On est allés voir des adolescentes enceintes dans des maisons maternelles pour prendre conscience de cette situation. Le film est basé sur l’improvisation, mais il y a eu un gros travail en amont avec le réalisateur Guillaume Senez et les comédiens. Le fait d’être tous solidaires et de bien s’entendre nous a beaucoup aidés.

Maxime est soudainement confronté à la vie adulte, c’est un peu ce que vous avez vécu en étant acteur?
Oui, je suis très souvent en relation avec des adultes, ça fait grandir plus vite. Avec les garçons de mon âge, on n’a pas les mêmes centres d’intérêt, eux sont encore à l’école. Du coup, j’ai surtout des potes plus âgés que moi.

En juin vous avez été un fils violent dans «Une mère», en mars vous serez un homosexuel dans «Quand on a 17 ans», d’André Téchiné, et actuellement il y a «Keeper». Ces rôles difficiles laissent-ils des traces?
Non, parce que quand un tournage s’arrête, on replonge tellement brutalement dans la vie réelle que la page se tourne automatiquement. J’aime interpréter des personnages éloignés de moi, c’est formidable pour un acteur.

Durant votre jeune carrière vous avez déjà partagé l’affiche avec des stars comme Mathilde Seigner ou Isabelle Huppert. Comment ça s’est passé?
Je n’ai pas baigné dans le milieu du cinéma avant d’en faire, je n’ai même pas une grande culture cinématographique, donc je n’admire pas les acteurs. Mais j’étais flatté et intimidé de tourner avec ces actrices. Jouer avec Sandrine Kiberlain pour André Téchiné, par exemple, a été une expérience fantastique.
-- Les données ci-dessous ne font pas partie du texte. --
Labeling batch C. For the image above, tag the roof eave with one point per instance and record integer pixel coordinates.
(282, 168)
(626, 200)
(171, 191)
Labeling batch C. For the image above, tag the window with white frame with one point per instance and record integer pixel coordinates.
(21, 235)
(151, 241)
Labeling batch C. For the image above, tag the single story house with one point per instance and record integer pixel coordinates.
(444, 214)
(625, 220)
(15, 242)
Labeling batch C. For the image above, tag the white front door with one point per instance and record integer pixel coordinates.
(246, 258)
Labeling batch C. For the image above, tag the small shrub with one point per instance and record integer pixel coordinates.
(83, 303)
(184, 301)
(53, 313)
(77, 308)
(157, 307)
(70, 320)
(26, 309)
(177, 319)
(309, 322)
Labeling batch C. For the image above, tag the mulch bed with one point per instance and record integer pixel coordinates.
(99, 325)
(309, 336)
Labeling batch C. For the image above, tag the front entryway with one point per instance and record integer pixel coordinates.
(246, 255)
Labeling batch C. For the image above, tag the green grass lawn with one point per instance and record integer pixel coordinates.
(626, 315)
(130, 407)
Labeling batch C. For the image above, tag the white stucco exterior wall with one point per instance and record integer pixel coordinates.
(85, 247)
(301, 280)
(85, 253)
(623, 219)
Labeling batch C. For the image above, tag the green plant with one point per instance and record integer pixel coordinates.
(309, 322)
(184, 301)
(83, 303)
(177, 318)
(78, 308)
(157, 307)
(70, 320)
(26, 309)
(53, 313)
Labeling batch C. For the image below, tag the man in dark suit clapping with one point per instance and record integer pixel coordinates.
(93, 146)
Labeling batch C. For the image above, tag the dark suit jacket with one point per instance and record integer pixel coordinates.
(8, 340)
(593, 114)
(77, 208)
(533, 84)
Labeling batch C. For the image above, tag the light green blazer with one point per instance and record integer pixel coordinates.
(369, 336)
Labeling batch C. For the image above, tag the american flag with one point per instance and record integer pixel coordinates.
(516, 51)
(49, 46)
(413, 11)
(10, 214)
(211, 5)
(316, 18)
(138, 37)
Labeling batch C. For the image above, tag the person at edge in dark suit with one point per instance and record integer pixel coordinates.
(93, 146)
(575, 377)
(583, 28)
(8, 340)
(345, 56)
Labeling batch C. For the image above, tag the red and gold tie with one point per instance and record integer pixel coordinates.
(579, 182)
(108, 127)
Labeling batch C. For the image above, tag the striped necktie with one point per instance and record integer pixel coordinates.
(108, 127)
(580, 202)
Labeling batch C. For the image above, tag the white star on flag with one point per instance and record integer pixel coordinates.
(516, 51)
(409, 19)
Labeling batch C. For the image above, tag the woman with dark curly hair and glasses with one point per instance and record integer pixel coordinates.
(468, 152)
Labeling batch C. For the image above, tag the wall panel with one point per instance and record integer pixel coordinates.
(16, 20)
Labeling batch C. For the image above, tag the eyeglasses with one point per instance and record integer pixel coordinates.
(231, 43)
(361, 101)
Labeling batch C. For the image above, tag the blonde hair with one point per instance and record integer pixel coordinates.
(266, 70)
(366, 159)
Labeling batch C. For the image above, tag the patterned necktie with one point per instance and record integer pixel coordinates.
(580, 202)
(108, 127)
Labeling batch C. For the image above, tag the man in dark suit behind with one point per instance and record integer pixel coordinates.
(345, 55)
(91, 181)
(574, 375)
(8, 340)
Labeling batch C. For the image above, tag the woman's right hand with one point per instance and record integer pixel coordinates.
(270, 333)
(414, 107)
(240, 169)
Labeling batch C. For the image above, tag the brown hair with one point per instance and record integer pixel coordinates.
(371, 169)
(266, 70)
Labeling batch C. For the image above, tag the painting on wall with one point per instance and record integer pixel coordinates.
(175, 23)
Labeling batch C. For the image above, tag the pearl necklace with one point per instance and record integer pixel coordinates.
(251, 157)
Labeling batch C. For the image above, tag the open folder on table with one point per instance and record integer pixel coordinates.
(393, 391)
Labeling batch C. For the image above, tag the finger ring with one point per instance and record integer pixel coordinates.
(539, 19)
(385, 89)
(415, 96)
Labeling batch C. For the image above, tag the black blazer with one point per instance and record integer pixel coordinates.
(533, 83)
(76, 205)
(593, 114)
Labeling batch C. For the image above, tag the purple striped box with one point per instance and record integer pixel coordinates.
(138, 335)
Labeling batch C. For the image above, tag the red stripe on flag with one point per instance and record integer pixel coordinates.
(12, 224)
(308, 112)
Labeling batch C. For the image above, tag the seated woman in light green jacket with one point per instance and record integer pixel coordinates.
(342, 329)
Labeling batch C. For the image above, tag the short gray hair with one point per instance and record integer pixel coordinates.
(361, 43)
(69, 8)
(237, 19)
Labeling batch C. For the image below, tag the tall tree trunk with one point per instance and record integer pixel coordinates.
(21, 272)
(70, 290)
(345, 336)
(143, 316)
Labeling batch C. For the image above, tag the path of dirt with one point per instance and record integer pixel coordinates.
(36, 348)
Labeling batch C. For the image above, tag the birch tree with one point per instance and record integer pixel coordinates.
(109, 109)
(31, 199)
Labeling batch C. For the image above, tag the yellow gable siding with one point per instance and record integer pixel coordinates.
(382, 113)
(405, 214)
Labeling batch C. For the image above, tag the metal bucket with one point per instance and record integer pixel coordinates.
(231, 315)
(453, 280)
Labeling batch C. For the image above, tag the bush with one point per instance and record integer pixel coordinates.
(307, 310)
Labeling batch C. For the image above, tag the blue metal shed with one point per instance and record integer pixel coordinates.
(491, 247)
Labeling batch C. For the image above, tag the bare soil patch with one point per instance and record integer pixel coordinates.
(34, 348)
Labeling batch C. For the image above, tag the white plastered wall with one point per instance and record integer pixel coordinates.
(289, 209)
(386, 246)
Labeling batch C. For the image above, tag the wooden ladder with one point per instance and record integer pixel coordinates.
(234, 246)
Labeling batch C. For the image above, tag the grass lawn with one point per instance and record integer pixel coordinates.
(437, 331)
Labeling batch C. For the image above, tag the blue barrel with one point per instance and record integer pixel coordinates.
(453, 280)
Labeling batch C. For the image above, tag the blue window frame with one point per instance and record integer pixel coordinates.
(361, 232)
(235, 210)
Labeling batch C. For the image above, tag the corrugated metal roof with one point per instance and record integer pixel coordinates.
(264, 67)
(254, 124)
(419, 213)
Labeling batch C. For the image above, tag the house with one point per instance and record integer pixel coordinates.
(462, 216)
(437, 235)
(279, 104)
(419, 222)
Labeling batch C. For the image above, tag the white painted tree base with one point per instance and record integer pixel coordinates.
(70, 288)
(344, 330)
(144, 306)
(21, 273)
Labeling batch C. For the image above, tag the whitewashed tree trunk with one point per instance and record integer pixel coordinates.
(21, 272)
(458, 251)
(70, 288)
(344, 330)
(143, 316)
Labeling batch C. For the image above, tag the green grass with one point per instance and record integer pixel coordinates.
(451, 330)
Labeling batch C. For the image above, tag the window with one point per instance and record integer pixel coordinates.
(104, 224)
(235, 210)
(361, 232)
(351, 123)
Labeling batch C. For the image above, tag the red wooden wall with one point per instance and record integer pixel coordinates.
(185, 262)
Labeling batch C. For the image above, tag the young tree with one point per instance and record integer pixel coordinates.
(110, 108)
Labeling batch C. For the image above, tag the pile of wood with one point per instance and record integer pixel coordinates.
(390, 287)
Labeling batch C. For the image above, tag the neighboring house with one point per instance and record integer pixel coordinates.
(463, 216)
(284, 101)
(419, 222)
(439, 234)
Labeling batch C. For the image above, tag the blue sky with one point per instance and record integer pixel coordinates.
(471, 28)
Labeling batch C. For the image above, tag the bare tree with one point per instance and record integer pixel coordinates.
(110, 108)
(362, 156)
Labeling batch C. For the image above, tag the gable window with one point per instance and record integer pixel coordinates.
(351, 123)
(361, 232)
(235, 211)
Elle a une telle présence face à la caméra! J’ai appris beaucoup de choses en côtoyant ces artistes.

Vous avez été découvert dans la rue par la réalisatrice Ursula Meier qui vous a engagé dans «Home». En y pensant, vous vous dites que c’était quand même une chance incroyable!
Oui. Je me baladais à Ouchy lors du triathlon de Lausanne, il y avait des centaines de gamins et c’est moi qui ai été choisi! À l’époque, je n’avais aucune idée de ce qu’était le cinéma. En grandissant, j’ai pris conscience que c’était un vrai travail, avec des responsabilités, pas juste de la rigolade.

Vous vous réjouissez de jouer bientôt des rôles d’adultes?
Oui! J’aimerais camper plein de personnages différents, notamment participer à un film genre James Bond, ou un blockbuster. J’aimerais aller le plus loin possible. Pas pour être une star, je fais ce métier pour l’amour du cinéma et du jeu, l’aspect show-business ne m’intéresse pas. Ce que je veux, c’est bosser, je suis prêt à en baver. Si j’arrive à avoir une belle carrière, alors je l’aurai méritée et je pourrai être fier de moi.

Vous rêvez d’Hollywood?
Oui, comme la plupart des comédiens, même s’il faut garder les pieds sur terre. J’espère en tout cas continuer ma carrière en France.


Vous vivez entre ce pays et la Suisse?
Oui. Je ne suis pas encore prêt à aller habiter en France, du moins pas à Paris. Si je devais m’installer quelque part, ça serait à Bruxelles, une ville que j’adore. C’est calme, les gens sont sympas, ce n’est pas stressant comme Paris.

Que faites-vous quand vous ne tournez pas?
Je passe du temps avec mes amis et je fais de l’exercice. Je vais à la salle de sport, je cours, je joue au foot. Le sport libère l’énergie que j’ai en trop, me permet d’être plus tranquille. Quand je suis à Lausanne, j’aime bien aussi mettre la main à la pâte dans cette pizzeria, ça me permet de voir ce qu’est un vrai job et de ne plus être le centre d’attention.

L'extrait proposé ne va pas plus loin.